Sports


Front Row, 50-Yard Line, Heinz Field:

Guy on Cell Phone: Yeah, Dad. You here yet?
— Yeah, we’re right on the 53 yard line.

— Overheard by Amber

Side of a Moving Van, Regent Square.
Hours after the State Announced the Slots License Winner:

Penguins Moving

— Seen by ambrose

Penn Ave, Strip District.
A 30-something Guy browses the Steelers-related merchandise on the street, reading a few clever t-shirts outload:

Guy: [turning to no one in particulay] What’s a Jag-Off?

Everyone around ignores him.

Guy: I’m serious: What is a Jag-Off?

Bus Stop, Fifth and Bigelow, Oakland.
A Pitt Girl in a Cleveland Browns sweatshirt leans against a wall, waiting for a bus. A middle-aged Office Lady walks by with friends.

Office Lady: Are you a Browns fan?”
Pitt Girl: Yes.

Office Lady hugs her and walks away as the Pitt Girl looks bewildered.

The Cut, CMU campus.
A bunch of students are playing loud techno music at a barbecue while clubs hold fundraisers nearby. A guy in an Eagles jersey is selling donuts when a friend passes by:

Friend: Eagles suck!
Eagles Fan: Steelers suck!
Friend: STEELERS!
Eagles Fan: EAGLES!
Random Passer By: COWBOYS!

The blasting techno music at the barbecue is suddenly replaced by the Fox NFL theme.
— Overheard by Ka-CHANG

Men’s restroom of the new North Shore parking garage. Before the Backyard Brawl:

Elderly Pitt fan: [pointing at the sinks] Why is there a line? We have three open urinals! [Points to WVU fan in line.] Wait, make that four!

— Overheard by Neal

Heinz Field. Pitt / WVU Backyard Brawl Halftime.
The Pitt marching band and majorettes are on the field:

Disgruntled WVU Fan: YOUR FLAG GIRLS SUCK!

— Overheard by coreyw

East Carson Street, Southside. Steelers Game Night.
A Drunk Guy, beer in hand, leans out of an SUV’s backseat window to hit on the only three women in the street not in Steelers jerseys:

Drunk Guy: HEYYY LADIES. I’m from Missouri.

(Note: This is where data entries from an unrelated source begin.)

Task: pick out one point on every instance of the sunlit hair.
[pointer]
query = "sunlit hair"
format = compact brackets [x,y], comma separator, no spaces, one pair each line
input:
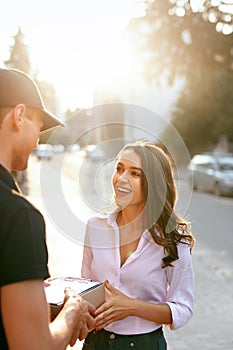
[158,186]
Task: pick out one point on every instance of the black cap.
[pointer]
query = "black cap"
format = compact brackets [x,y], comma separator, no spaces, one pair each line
[17,87]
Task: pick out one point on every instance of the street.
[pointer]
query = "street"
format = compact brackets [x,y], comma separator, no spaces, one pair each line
[212,222]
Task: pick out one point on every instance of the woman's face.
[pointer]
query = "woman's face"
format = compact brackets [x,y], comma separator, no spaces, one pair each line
[127,180]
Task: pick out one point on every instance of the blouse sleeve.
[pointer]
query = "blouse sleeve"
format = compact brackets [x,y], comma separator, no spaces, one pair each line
[180,294]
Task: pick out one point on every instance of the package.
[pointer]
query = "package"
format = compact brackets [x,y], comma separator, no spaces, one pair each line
[91,291]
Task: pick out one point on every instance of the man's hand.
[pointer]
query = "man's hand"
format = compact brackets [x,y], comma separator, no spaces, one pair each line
[116,307]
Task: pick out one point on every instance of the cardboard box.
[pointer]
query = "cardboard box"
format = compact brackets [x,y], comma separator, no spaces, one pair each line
[91,291]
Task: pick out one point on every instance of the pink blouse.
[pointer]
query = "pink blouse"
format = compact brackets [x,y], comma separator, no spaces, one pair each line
[141,276]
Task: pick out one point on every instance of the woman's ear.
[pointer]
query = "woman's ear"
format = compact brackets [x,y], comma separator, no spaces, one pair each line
[18,115]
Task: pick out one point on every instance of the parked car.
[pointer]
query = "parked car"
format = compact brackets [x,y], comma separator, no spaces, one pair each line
[212,173]
[44,151]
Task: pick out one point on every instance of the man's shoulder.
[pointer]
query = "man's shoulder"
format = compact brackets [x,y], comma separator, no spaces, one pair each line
[12,200]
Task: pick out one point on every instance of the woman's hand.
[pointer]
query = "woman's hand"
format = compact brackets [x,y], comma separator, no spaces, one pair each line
[116,307]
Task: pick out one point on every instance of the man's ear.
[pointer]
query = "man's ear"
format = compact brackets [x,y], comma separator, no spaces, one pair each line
[18,115]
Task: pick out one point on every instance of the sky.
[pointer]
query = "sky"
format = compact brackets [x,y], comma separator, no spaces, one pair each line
[75,44]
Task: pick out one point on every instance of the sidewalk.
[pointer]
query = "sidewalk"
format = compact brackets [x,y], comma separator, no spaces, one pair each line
[211,324]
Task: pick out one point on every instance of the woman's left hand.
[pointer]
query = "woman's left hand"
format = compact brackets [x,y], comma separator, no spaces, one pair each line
[116,307]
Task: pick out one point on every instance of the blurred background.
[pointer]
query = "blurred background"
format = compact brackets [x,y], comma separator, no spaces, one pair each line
[123,70]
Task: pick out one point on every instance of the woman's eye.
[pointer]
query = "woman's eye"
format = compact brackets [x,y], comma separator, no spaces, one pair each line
[119,169]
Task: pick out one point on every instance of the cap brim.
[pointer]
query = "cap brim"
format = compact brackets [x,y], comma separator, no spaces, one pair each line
[50,120]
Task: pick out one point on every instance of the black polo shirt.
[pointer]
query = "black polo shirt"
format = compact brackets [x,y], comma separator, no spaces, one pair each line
[23,251]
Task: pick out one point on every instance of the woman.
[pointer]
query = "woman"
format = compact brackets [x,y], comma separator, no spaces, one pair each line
[141,251]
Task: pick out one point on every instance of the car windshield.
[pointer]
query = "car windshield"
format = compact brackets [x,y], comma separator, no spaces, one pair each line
[226,164]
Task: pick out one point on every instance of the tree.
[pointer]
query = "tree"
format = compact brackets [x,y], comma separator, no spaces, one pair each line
[195,44]
[20,59]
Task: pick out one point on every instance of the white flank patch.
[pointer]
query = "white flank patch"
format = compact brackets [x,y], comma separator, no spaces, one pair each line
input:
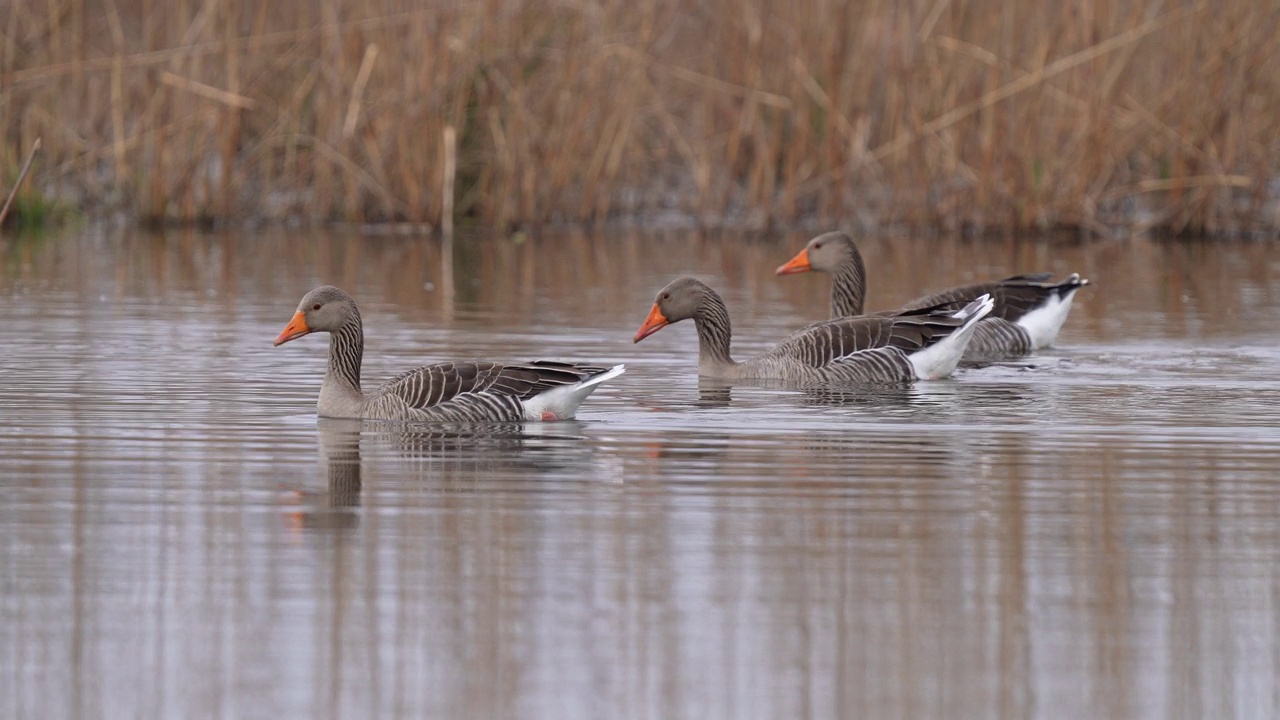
[1043,322]
[562,401]
[940,359]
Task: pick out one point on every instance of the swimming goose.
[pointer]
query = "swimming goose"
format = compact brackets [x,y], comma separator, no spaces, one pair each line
[455,392]
[913,345]
[1029,309]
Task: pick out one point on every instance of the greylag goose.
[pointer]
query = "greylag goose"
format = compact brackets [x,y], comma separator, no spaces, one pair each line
[453,392]
[913,345]
[1029,309]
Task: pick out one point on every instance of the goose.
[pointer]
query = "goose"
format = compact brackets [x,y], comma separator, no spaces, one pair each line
[452,392]
[1029,309]
[923,343]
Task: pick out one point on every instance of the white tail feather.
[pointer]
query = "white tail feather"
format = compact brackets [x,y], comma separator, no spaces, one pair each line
[1045,322]
[561,402]
[940,359]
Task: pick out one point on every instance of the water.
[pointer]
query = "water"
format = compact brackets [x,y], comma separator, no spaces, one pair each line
[1092,533]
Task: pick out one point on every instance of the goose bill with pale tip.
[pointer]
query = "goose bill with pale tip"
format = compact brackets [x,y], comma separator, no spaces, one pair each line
[653,323]
[798,264]
[296,328]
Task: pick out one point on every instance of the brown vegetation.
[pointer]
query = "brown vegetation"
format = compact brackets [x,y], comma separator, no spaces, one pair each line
[950,114]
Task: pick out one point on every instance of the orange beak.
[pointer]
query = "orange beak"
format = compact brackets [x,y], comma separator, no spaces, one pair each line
[798,264]
[296,328]
[653,323]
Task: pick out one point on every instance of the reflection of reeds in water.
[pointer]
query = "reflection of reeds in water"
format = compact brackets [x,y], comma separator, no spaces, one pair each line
[940,114]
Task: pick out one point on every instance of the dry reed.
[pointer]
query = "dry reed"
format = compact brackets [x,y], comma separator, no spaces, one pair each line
[982,114]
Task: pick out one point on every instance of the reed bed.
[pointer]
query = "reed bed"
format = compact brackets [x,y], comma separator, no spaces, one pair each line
[956,115]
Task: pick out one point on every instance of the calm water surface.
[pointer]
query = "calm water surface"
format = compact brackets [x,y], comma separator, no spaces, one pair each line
[1095,533]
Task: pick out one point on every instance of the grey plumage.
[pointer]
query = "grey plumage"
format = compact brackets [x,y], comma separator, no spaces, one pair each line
[904,347]
[448,392]
[1010,331]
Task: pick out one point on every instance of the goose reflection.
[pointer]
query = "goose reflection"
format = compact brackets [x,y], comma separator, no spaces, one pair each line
[446,455]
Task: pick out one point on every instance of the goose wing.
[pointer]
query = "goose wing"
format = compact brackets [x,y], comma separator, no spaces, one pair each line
[432,386]
[835,341]
[1015,296]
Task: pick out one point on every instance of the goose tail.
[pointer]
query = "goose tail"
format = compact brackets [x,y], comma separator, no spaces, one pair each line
[561,402]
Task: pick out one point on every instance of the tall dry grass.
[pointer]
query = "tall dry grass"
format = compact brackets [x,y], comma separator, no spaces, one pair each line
[950,114]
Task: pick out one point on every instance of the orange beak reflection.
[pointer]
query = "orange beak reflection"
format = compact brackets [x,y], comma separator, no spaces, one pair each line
[653,323]
[798,264]
[296,328]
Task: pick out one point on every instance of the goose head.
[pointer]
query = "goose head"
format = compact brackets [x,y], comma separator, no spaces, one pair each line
[823,254]
[324,309]
[682,299]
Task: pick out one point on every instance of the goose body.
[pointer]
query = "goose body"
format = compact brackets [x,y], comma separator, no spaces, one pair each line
[452,392]
[1028,313]
[924,343]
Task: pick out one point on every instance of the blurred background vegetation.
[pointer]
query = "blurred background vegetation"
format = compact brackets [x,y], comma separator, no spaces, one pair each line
[1107,115]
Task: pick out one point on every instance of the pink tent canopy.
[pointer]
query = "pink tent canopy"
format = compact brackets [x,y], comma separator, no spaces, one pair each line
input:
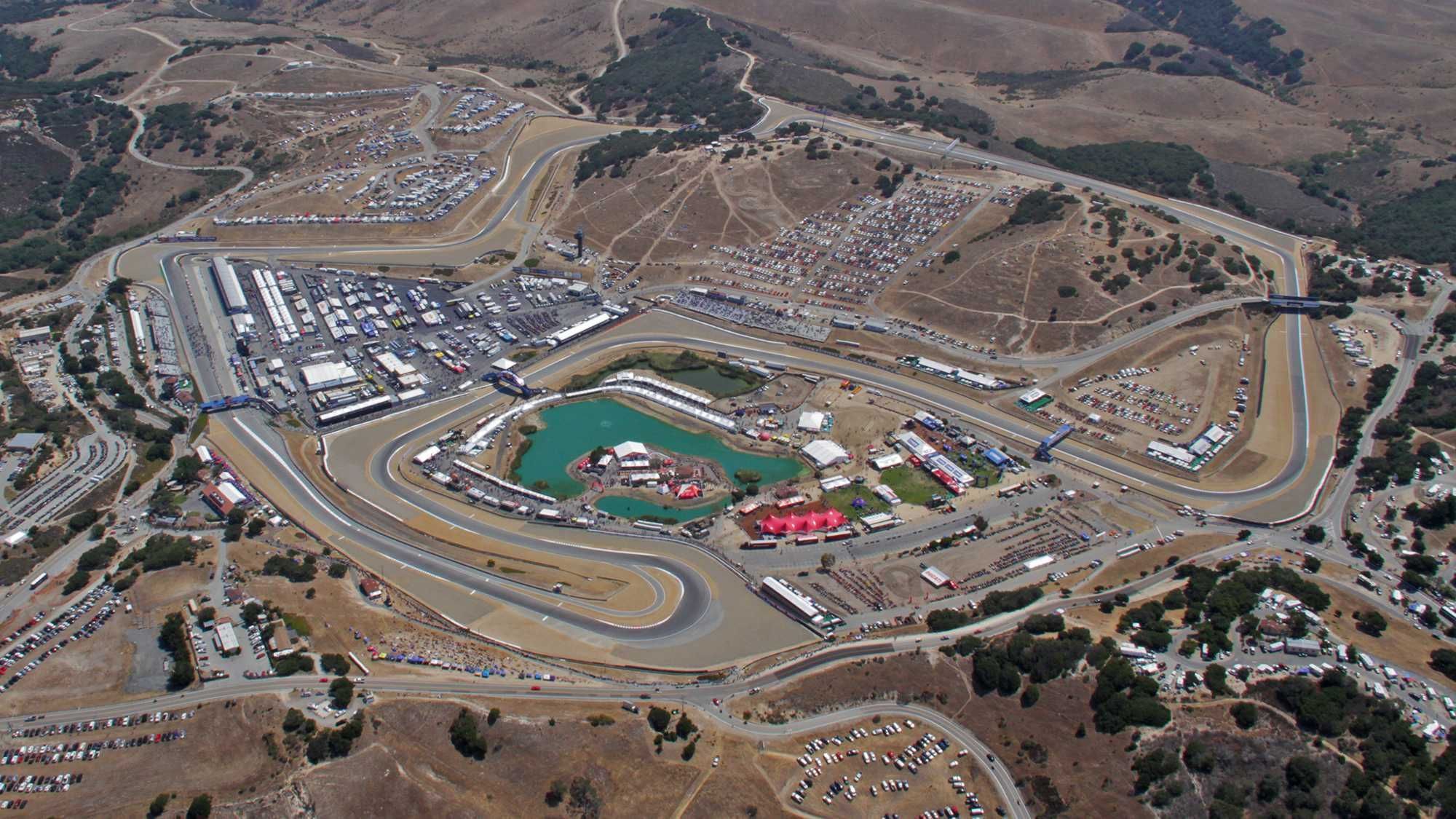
[802,522]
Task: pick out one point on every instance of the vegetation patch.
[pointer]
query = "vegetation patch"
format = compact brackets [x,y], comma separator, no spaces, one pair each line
[1219,25]
[672,74]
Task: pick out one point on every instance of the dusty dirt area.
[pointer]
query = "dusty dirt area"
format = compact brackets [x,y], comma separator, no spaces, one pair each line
[930,787]
[1403,644]
[223,753]
[1380,341]
[405,764]
[1196,372]
[85,672]
[341,620]
[1090,774]
[675,207]
[1042,289]
[1126,570]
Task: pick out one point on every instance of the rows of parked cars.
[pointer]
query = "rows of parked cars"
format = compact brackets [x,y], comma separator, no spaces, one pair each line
[100,724]
[56,783]
[53,752]
[56,628]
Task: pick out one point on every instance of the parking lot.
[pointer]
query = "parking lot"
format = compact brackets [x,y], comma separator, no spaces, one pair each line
[341,344]
[893,768]
[40,638]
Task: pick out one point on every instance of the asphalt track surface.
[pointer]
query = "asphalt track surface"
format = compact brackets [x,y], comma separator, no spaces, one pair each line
[697,598]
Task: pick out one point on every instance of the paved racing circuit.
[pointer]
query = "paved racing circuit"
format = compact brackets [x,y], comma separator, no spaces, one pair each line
[697,599]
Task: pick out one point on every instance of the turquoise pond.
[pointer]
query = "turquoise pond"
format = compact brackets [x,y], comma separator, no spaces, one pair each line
[573,430]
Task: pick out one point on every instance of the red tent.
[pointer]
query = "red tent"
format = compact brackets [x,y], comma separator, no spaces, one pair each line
[802,522]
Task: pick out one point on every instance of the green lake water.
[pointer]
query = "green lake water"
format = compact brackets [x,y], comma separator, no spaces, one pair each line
[571,430]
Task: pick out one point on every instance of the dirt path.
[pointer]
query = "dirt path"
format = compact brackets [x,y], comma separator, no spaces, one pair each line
[692,790]
[678,213]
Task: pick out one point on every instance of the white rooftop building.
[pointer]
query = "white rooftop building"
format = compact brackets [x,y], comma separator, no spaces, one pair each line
[825,454]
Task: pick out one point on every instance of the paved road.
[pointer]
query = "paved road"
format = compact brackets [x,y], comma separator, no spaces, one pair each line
[698,697]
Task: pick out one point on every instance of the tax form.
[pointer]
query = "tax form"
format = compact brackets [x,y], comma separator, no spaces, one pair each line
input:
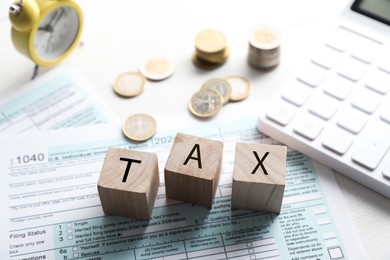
[59,99]
[51,209]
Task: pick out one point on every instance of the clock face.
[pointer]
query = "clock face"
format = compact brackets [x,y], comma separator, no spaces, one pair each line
[56,33]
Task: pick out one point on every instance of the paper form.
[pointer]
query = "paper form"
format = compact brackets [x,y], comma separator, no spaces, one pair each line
[51,209]
[59,99]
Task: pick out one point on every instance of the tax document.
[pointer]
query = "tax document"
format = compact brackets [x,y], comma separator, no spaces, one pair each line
[59,99]
[51,208]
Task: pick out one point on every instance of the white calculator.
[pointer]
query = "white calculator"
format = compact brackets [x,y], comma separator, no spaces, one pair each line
[336,109]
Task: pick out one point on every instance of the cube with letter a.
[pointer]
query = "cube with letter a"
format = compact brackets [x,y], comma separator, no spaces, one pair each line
[128,183]
[259,177]
[193,169]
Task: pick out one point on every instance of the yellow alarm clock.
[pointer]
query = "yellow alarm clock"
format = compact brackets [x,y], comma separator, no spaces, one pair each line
[46,31]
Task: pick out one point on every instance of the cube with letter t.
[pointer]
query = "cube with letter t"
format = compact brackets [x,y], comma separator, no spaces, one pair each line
[128,183]
[193,169]
[259,177]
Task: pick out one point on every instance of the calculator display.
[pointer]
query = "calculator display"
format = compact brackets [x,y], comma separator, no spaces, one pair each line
[376,9]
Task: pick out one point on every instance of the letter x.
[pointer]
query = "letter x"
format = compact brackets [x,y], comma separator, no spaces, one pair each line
[260,163]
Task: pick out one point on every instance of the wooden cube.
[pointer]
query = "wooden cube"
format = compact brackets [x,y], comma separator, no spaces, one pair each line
[259,177]
[128,183]
[193,169]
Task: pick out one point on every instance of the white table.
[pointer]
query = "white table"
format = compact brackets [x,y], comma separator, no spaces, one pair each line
[119,35]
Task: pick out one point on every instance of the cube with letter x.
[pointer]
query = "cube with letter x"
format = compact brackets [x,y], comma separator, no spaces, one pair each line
[259,177]
[128,183]
[193,169]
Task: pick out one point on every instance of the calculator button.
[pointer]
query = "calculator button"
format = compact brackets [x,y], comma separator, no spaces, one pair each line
[378,81]
[369,151]
[366,54]
[312,75]
[384,64]
[297,94]
[282,113]
[385,113]
[386,171]
[323,106]
[338,42]
[352,69]
[326,57]
[337,87]
[337,140]
[371,145]
[365,100]
[351,120]
[308,126]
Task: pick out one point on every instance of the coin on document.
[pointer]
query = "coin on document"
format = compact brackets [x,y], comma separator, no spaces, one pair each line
[264,47]
[210,41]
[139,127]
[129,84]
[241,87]
[157,68]
[221,86]
[205,103]
[204,64]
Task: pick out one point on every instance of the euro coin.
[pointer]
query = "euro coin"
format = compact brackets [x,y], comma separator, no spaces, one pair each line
[129,84]
[210,41]
[218,58]
[264,47]
[205,103]
[204,64]
[157,68]
[139,127]
[221,86]
[241,87]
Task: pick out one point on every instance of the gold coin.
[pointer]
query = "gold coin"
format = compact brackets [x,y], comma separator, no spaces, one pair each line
[139,127]
[204,64]
[220,57]
[221,86]
[241,87]
[205,103]
[157,68]
[129,84]
[210,41]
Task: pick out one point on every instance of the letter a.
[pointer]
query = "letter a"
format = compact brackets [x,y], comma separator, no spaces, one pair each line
[197,148]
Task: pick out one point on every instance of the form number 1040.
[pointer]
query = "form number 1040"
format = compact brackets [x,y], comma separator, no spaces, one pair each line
[23,159]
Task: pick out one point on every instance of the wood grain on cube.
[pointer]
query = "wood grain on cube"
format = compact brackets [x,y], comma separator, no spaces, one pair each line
[128,183]
[259,177]
[193,169]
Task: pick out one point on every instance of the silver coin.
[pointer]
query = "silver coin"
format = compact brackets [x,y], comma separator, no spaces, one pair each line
[205,103]
[139,127]
[221,86]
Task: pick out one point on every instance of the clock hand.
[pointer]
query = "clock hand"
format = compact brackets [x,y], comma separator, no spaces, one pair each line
[54,22]
[51,26]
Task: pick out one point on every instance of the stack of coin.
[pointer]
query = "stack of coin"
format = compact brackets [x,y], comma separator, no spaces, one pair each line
[264,47]
[211,50]
[216,92]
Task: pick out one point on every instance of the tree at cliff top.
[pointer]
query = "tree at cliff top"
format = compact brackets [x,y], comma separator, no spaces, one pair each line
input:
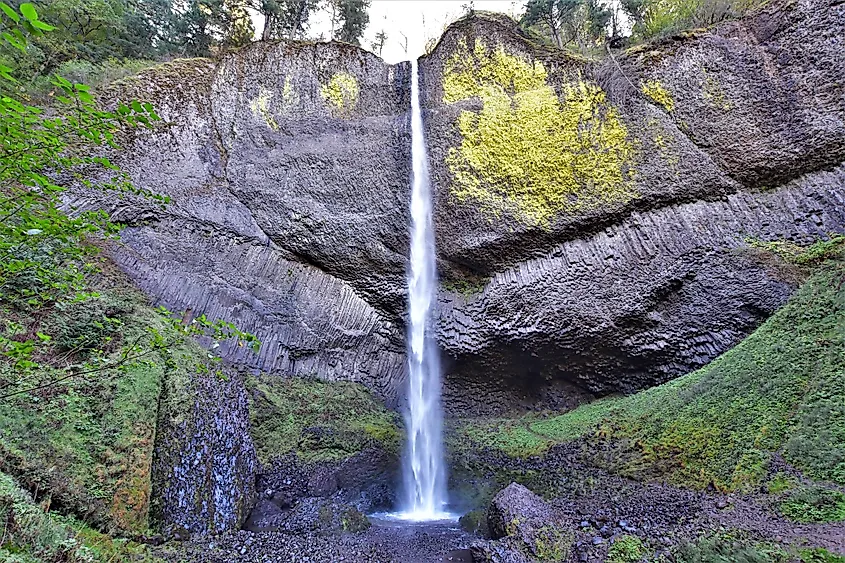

Near Dowes on 9th, Downtown:

Guy: Has anyone seen Franco Harris?

63B Outbound, in front of the US Steel Building, Downtown. Early evening.
A nearby cop is writing a ticket to a motorist:

Bus Driver: He’s from Ohio; double it!
Bus Passenger: Did you tell him to double it?
Bus Driver: Yeah, and if I knew he was from Cleveland, I’d have told him to triple it.